Low latency (< 2s) live video streaming HTML5 solutions?

22,852

Technologies and Requirements

The only web-based technology set really geared toward low latency is WebRTC. It's built for video conferencing. Codecs are tuned for low latency over quality. Bitrates are usually variable, opting for a stable connection over quality.

However, you don't necessarily need this low latency optimization for all of your users. In fact, from what I can gather on your requirements, low latency for everyone will hurt the user experience. While your users in control of the robot definitely need low latency video so they can reasonably control it, the users not in control don't have this requirement and can instead opt for reliable higher quality video.

How to Set it Up

Robot Live Streaming Diagram

In-Control Users to Robot Connection

Users controlling the robot will load a page that utilizes some WebRTC components for connecting to the camera and control server. To facilitate WebRTC connections, you need some sort of STUN server. To get around NAT and other firewall restrictions, you may need a TURN server. Both of these are usually built into Node.js-based WebRTC frameworks.

The cam/control server will also need to connect via WebRTC. Honestly, the easiest way to do this is to make your controlling application somewhat web based. Since you're using Node.js already, check out NW.js or Electron. Both can take advantage of the WebRTC capabilities already built in WebKit, while still giving you the flexibility to do whatever you'd like with Node.js.

The in-control users and the cam/control server will make a peer-to-peer connection via WebRTC (or TURN server if required). From there, you'll want to open up a media channel as well as a data channel. The data side can be used to send your robot commands. The media channel will of course be used for the low latency video stream being sent back to the in-control users.

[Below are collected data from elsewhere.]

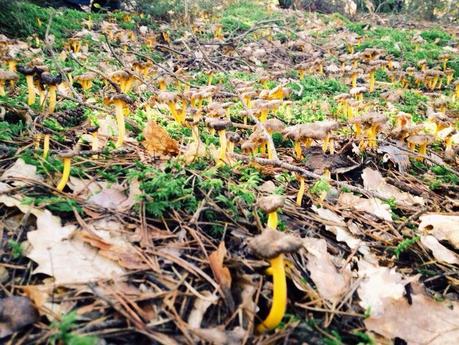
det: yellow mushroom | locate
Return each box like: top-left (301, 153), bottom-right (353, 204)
top-left (40, 72), bottom-right (62, 114)
top-left (104, 93), bottom-right (133, 148)
top-left (56, 150), bottom-right (77, 192)
top-left (206, 117), bottom-right (232, 166)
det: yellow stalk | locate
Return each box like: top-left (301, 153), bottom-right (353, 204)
top-left (42, 134), bottom-right (50, 159)
top-left (294, 141), bottom-right (302, 160)
top-left (369, 72), bottom-right (375, 92)
top-left (217, 130), bottom-right (227, 165)
top-left (267, 211), bottom-right (278, 230)
top-left (56, 157), bottom-right (71, 192)
top-left (48, 85), bottom-right (57, 113)
top-left (0, 81), bottom-right (5, 96)
top-left (115, 103), bottom-right (125, 148)
top-left (25, 75), bottom-right (36, 105)
top-left (418, 144), bottom-right (427, 161)
top-left (257, 254), bottom-right (286, 333)
top-left (296, 176), bottom-right (305, 206)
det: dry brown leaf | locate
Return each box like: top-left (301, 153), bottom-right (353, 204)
top-left (187, 291), bottom-right (218, 329)
top-left (22, 284), bottom-right (73, 321)
top-left (338, 193), bottom-right (392, 221)
top-left (1, 158), bottom-right (43, 186)
top-left (0, 296), bottom-right (38, 338)
top-left (88, 185), bottom-right (127, 209)
top-left (365, 293), bottom-right (459, 345)
top-left (209, 242), bottom-right (234, 310)
top-left (143, 120), bottom-right (179, 156)
top-left (419, 214), bottom-right (459, 249)
top-left (303, 238), bottom-right (351, 304)
top-left (362, 168), bottom-right (425, 207)
top-left (420, 235), bottom-right (459, 265)
top-left (0, 195), bottom-right (126, 285)
top-left (192, 326), bottom-right (245, 345)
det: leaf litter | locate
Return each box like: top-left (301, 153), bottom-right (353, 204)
top-left (0, 1), bottom-right (458, 344)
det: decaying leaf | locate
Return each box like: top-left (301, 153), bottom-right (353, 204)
top-left (209, 242), bottom-right (234, 309)
top-left (187, 291), bottom-right (218, 329)
top-left (192, 326), bottom-right (245, 345)
top-left (362, 168), bottom-right (425, 207)
top-left (303, 238), bottom-right (351, 304)
top-left (338, 192), bottom-right (392, 221)
top-left (419, 214), bottom-right (459, 249)
top-left (0, 194), bottom-right (125, 284)
top-left (311, 205), bottom-right (362, 250)
top-left (143, 120), bottom-right (179, 156)
top-left (357, 260), bottom-right (415, 316)
top-left (1, 158), bottom-right (42, 186)
top-left (365, 293), bottom-right (459, 345)
top-left (0, 296), bottom-right (38, 338)
top-left (88, 185), bottom-right (127, 209)
top-left (248, 229), bottom-right (302, 259)
top-left (378, 145), bottom-right (410, 172)
top-left (420, 235), bottom-right (459, 265)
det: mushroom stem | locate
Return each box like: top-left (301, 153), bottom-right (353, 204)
top-left (369, 71), bottom-right (375, 92)
top-left (260, 110), bottom-right (268, 123)
top-left (257, 254), bottom-right (286, 333)
top-left (267, 211), bottom-right (278, 229)
top-left (296, 175), bottom-right (305, 206)
top-left (42, 134), bottom-right (50, 159)
top-left (294, 141), bottom-right (302, 160)
top-left (91, 132), bottom-right (99, 152)
top-left (418, 144), bottom-right (427, 161)
top-left (0, 81), bottom-right (5, 96)
top-left (48, 85), bottom-right (57, 113)
top-left (115, 102), bottom-right (125, 148)
top-left (217, 130), bottom-right (227, 165)
top-left (25, 75), bottom-right (36, 105)
top-left (34, 134), bottom-right (42, 152)
top-left (56, 157), bottom-right (71, 192)
top-left (351, 74), bottom-right (357, 88)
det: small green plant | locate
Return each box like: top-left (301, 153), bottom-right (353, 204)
top-left (50, 311), bottom-right (97, 345)
top-left (8, 240), bottom-right (23, 259)
top-left (310, 178), bottom-right (331, 196)
top-left (0, 121), bottom-right (26, 142)
top-left (324, 330), bottom-right (344, 345)
top-left (394, 236), bottom-right (420, 258)
top-left (354, 331), bottom-right (376, 345)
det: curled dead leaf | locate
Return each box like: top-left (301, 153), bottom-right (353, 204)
top-left (209, 242), bottom-right (234, 310)
top-left (143, 120), bottom-right (179, 156)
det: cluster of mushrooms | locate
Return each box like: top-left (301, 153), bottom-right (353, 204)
top-left (0, 13), bottom-right (458, 333)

Again, it's important to note that the video that will be sent back will be optimized for latency, not quality. This sort of connection also ensures a fast response to your commands.

Video for Viewing Users

Users that are simply viewing the stream and not controlling the robot can use normal video distribution methods. It is actually very important for you to use an existing CDN and transcoding services, since you will have 10k-15k people watching the stream. With that many users, you're probably going to want your video in a couple different codecs, and certainly a whole array of bitrates. Distribution with DASH or HLS is easiest to work with at the moment, and frees you of Flash requirements.

You will probably also want to send your stream to social media services. This is another reason why it's important to start with a high quality HD stream. Those services will transcode your video again, reducing quality. If you start with good quality first, you'll end up with better quality in the end.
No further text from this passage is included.